Singer R. Kelly gets 30 years in jail over sex crimes

Disgraced R&B singer R. Kelly was sentenced to 30 years behind bars on Wednesday for leading a decades-long effort to recruit and trap teenagers and women for sex.

The sentence, stiffer than the 25 years in prison that prosecutors had sought, caps a long downfall for the 55-year-old former superstar.

“I’m grateful that Robert Sylvester Kelly is away and will stay away and will not be able to harm anyone else,” victim Lizzette Martinez told reporters outside the Brooklyn federal court.

In September, the “I Believe I Can Fly” artist was found guilty on all nine charges he faced, including the most serious of racketeering.

“The public has to be protected from behaviors like this,” judge Ann Donnelly said, handing down the term.

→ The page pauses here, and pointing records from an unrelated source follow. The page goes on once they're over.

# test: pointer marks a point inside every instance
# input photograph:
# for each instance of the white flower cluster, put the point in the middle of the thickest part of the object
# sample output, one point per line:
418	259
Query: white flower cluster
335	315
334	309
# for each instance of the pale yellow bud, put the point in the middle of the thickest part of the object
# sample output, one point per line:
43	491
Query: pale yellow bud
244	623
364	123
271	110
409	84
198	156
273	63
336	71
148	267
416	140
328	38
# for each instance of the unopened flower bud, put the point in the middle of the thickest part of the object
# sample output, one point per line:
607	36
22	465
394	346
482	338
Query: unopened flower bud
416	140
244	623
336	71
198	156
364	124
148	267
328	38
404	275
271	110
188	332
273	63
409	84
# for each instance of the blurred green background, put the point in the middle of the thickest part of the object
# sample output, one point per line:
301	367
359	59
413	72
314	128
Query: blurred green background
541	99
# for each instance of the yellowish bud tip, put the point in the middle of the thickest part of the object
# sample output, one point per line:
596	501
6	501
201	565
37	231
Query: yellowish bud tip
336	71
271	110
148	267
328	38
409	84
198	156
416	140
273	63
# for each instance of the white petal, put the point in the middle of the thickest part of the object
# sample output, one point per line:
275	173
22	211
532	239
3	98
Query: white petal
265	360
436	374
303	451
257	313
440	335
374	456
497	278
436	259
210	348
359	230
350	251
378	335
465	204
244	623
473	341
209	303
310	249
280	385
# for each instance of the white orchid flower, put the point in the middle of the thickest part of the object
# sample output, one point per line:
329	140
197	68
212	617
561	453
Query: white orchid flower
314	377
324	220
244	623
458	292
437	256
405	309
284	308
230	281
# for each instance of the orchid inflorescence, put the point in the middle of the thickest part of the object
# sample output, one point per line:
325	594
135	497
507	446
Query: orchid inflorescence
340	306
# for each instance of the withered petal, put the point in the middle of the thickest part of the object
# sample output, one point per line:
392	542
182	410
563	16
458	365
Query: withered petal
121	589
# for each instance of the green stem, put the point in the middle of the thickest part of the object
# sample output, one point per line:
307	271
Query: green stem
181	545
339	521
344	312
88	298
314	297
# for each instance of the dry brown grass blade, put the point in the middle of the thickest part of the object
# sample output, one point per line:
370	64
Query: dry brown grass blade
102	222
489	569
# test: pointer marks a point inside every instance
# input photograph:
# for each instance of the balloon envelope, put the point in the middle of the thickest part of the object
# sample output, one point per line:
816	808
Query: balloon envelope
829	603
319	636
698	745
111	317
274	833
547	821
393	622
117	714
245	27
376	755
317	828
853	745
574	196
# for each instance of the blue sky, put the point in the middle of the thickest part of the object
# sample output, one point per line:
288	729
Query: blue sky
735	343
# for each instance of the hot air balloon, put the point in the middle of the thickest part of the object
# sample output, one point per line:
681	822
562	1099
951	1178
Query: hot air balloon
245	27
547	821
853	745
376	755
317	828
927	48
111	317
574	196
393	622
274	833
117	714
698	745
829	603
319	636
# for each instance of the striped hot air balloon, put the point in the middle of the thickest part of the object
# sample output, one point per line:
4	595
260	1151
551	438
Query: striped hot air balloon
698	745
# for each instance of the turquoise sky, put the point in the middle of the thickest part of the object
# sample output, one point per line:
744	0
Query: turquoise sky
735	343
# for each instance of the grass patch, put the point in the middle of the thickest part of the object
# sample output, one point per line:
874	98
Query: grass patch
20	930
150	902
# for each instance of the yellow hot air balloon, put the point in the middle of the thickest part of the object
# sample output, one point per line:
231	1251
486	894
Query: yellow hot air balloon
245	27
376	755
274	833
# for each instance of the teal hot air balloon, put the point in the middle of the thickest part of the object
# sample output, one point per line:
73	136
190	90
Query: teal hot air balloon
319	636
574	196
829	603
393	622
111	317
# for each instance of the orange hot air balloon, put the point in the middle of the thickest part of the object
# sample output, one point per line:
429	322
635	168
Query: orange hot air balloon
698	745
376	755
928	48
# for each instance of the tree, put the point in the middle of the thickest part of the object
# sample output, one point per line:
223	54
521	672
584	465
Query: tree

Breon Peace, the US attorney for the Eastern District of New York hailed the sentence as a “significant outcome” for the 11 victims who testified about the “horrific and sadistic abuse they endured.”

Kelly’s lawyers called for a lighter sentence with a maximum of approximately 17 years.

Attorney Jennifer Bonjean told the judge that her client was the product of a “chaotic” upbringing that included being sexually abused as a child.

“Mr Kelly rejects that he’s this monster,” Bonjean said, later telling reporters outside court that she would appeal.

Kelly, a three-time Grammy Award-winner, chose not to speak at the hearing due to pending litigation.

The sentence comes just over a month before jury selection is due to start in Kelly’s separate, long-delayed federal trial in Chicago on August 15. 

In that case, Kelly and two of his former associates are alleged to have rigged the singer’s 2008 pornography trial and hid years of sexual abuse of minors.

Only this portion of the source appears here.